Configuration¶
All SWIFTMonitor parameters can be set at construction time or modified later via set_params().
Parameters Reference¶
| Parameter | Type | Default | Description |
|---|---|---|---|
model |
LightGBM / XGBoost | (required) | Trained tree-ensemble model. Must expose tree structure (e.g., model.booster_.dump_model() for LightGBM). |
order |
int |
1 |
Wasserstein order. 1 for W1 (earth mover's distance), 2 for W2 (more sensitive to variance). |
n_permutations |
int |
1000 |
Number of permutations for the permutation test. More permutations = more precise p-values but slower. |
alpha |
float |
0.05 |
Significance level for the multiple testing correction. Features with corrected p-value < alpha are flagged as drifted. |
correction |
str |
"benjamini-hochberg" |
Multiple testing correction method. See MTC Methods below. |
n_synthetic |
int |
10 |
Number of synthetic observations to generate for empty buckets during fit(). |
max_samples |
int \| None |
None |
Maximum pool size for the permutation test. If the pooled data exceeds this size, it is subsampled. None means no limit. |
random_state |
int |
42 |
Random number generator seed for reproducibility (permutation test and synthetic observations). |
MTC Methods¶
The correction parameter accepts the following values:
| Value | Aliases | Controls | Description |
|---|---|---|---|
"benjamini-hochberg" |
"bh", "fdr" |
FDR | Controls the false discovery rate.
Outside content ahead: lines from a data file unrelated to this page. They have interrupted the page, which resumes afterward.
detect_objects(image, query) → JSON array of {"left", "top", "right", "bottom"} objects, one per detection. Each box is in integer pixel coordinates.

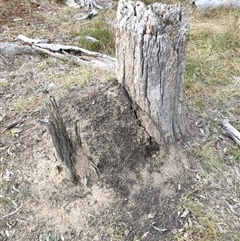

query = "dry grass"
[{"left": 0, "top": 0, "right": 240, "bottom": 241}]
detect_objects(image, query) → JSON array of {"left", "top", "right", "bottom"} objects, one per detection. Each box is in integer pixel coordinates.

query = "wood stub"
[
  {"left": 116, "top": 0, "right": 189, "bottom": 142},
  {"left": 46, "top": 97, "right": 81, "bottom": 184}
]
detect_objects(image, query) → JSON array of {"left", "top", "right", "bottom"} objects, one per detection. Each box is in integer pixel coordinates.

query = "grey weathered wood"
[
  {"left": 116, "top": 0, "right": 189, "bottom": 142},
  {"left": 222, "top": 119, "right": 240, "bottom": 146},
  {"left": 47, "top": 97, "right": 81, "bottom": 184}
]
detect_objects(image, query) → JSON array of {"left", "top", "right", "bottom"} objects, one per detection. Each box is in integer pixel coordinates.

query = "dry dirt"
[{"left": 0, "top": 1, "right": 202, "bottom": 241}]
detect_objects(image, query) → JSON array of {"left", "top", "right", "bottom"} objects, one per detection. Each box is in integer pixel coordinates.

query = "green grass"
[
  {"left": 75, "top": 13, "right": 115, "bottom": 55},
  {"left": 186, "top": 9, "right": 240, "bottom": 101}
]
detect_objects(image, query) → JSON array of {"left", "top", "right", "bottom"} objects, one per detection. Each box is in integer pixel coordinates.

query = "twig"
[{"left": 0, "top": 204, "right": 22, "bottom": 220}]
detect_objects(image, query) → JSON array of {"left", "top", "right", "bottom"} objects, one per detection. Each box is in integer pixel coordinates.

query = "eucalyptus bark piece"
[
  {"left": 46, "top": 97, "right": 81, "bottom": 184},
  {"left": 222, "top": 119, "right": 240, "bottom": 146},
  {"left": 116, "top": 0, "right": 189, "bottom": 142}
]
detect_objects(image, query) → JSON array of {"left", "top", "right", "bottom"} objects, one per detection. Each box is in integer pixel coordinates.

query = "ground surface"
[{"left": 0, "top": 0, "right": 240, "bottom": 241}]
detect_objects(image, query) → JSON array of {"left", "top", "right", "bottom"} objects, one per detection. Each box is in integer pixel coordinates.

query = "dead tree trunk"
[
  {"left": 116, "top": 0, "right": 189, "bottom": 142},
  {"left": 47, "top": 97, "right": 81, "bottom": 184}
]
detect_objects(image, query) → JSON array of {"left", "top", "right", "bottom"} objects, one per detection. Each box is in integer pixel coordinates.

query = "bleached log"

Recommended default — good balance between power and false positive control. |
"bonferroni" |
"bonf" |
FWER | Controls the family-wise error rate. More conservative — use when false positives are costly. |
Wasserstein Order¶
The order parameter controls how the Wasserstein distance is computed:
- W1 (order=1): Measures the mean absolute difference. Robust to outliers and easy to interpret as the average "shift" in SHAP space.
- W2 (order=2): Measures the root-mean-square difference. More sensitive to variance changes and large deviations.
For most use cases, W1 is recommended. Use W2 when you care specifically about changes in the spread of the distribution.
Permutation Test Tuning¶
The n_permutations parameter controls the precision of the p-value estimate:
- Low (100-200): Fast, suitable for exploratory analysis. P-value resolution: ~0.005-0.01.
- Medium (1000): Default. Good balance of speed and precision. P-value resolution: ~0.001.
- High (5000-10000): High precision. Use for final results or when distinguishing between similar p-values matters.
Performance
The permutation test is the most compute-intensive part of the pipeline. If runtime is a concern, start with n_permutations=200 for fast iteration, then increase for final results.
The max_samples parameter can limit the pool size for the permutation test. This is useful when reference and monitoring datasets are very large:
monitor = SWIFTMonitor(
model=model,
n_permutations=1000,
max_samples=5000, # Subsample if pool > 5000
)
Modifying Parameters¶
Since SWIFTMonitor follows the scikit-learn API, parameters can be inspected and modified:
# Inspect current parameters
params = monitor.get_params()
# Modify parameters (requires re-fitting if changing model or n_synthetic)
monitor.set_params(alpha=0.01, correction="bonferroni")
Warning
Changing model, n_synthetic, or order after fit() invalidates the fitted state. Call fit() again after modifying these parameters.